James Martin Cahill told Mr Roger Sweetman SC, defending Desmond Dundon, that he was told after the murder that Mr Dundon and his brother, co-accused John Dundon had been supposed to carry out the hit. "When I was over in England they said the lads was down there before and they couldn't do it."
Mr Cahill is currently serving a life sentence for the murder of 34-year-old Brian Fitzgerald in November 2002.
Gary Campion (aged 24), of Pineview Gardens, Moyross, Limerick, John (aged 27), and Desmond (aged 23), Dundon both from Ballinacurra Weston, Co Limerick and Clare business man Anthony Kelly (aged 50), with an address at Killrush all plead not guilty to murdering Mr Fitzgerald, on November 29, 2002 at Brookhaven Walk, Mill Road, Corbally, Limerick.
Cahill (aged 33), told Mr Sweetman that Mr Fitzgerald had been pointed out to him by Desmond Dundon on November 26 but could not explain why this would have been prior to him learning about the shooting on the 27 as he had previously told gardaí and the jury.

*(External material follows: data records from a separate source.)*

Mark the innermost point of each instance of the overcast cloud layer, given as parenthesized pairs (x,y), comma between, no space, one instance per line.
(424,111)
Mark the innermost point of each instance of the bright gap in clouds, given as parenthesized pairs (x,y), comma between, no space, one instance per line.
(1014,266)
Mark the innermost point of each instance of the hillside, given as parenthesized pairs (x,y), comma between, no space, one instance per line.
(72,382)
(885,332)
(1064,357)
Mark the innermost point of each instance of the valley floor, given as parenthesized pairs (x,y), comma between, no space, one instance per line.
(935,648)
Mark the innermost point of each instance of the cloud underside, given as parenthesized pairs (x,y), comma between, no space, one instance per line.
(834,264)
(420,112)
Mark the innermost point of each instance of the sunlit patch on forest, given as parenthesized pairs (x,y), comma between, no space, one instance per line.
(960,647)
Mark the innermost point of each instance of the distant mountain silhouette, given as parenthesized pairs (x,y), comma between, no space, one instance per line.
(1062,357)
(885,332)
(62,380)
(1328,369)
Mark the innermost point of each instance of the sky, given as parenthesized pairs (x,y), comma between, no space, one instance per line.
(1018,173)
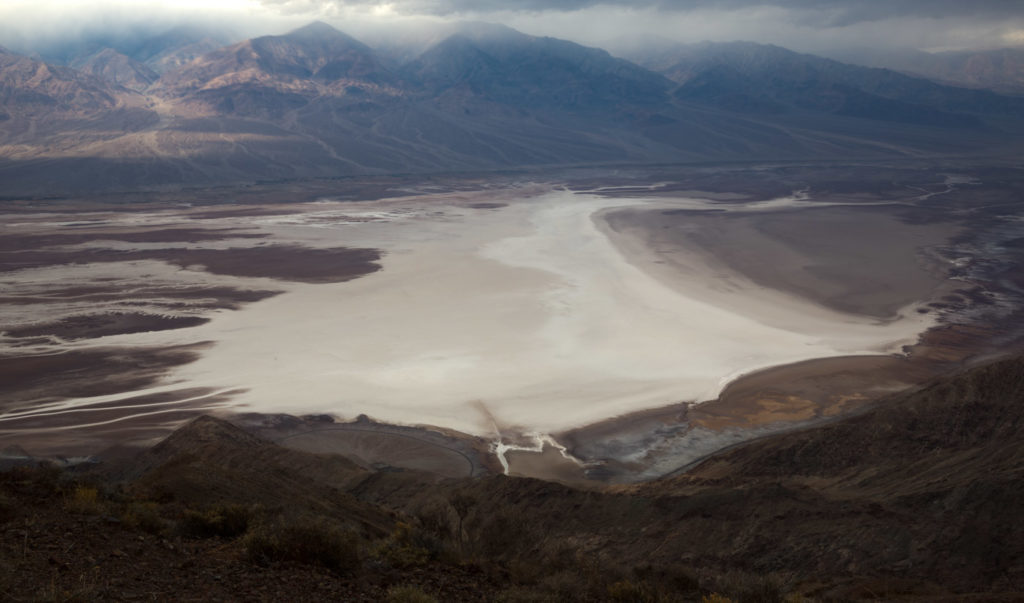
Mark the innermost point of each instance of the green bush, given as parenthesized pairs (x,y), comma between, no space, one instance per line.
(631,592)
(144,516)
(7,509)
(306,542)
(226,521)
(409,595)
(407,547)
(523,595)
(84,500)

He told the jury that had always told the truth and that he had also told gardaí earlier this year that he had molested several children and had named names. However, Mr Sweetman told him the garda he had approached had told the court in the absence of the jury that Cahill had spoken of the abuse in such vague terms that the garda was under the impression that Cahill had been abused himself.

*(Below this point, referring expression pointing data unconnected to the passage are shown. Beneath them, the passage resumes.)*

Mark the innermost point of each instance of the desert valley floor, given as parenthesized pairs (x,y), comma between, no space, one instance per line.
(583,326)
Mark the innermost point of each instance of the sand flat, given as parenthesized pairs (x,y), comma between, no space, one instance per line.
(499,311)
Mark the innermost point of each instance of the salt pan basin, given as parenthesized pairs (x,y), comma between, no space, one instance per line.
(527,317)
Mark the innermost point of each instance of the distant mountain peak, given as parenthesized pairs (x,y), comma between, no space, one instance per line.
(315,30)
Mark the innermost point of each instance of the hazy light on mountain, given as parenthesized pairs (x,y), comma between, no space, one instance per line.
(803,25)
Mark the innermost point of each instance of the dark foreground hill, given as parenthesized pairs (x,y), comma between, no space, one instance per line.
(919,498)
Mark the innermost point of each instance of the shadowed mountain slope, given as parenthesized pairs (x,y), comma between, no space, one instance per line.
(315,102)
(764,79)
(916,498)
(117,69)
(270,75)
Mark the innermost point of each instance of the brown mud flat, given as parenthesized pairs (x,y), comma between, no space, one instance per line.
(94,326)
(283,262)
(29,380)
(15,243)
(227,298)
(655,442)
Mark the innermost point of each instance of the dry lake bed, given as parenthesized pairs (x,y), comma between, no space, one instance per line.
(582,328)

He agreed that the text of a statement he had written, read to him by Mr Sweetman, was correct.
Cahill said he heard screaming in his head that sounded like his victims and it only stopped when he told the truth. He was afraid of being killed in prison and had previously said he had been threatened by John Gilligan and Patrick "Dutchy" Holland although he said today this was not true but was what the voices told him to say.
He agreed with Mr Sweetman that he had refused to leave his cell to meet a consultant psychiatrist from the Central Mental Institution. The interview was conducted with the psychiatrist standing in the door of Cahill's cell. Cahill was naked, wrapped in a blanket and sitting on a plastic blue mattress on the floor.
The trial continues before Mr Justice Peter Charleton and the jury of twelve men at the Central Criminal Court sitting at Cloverhill.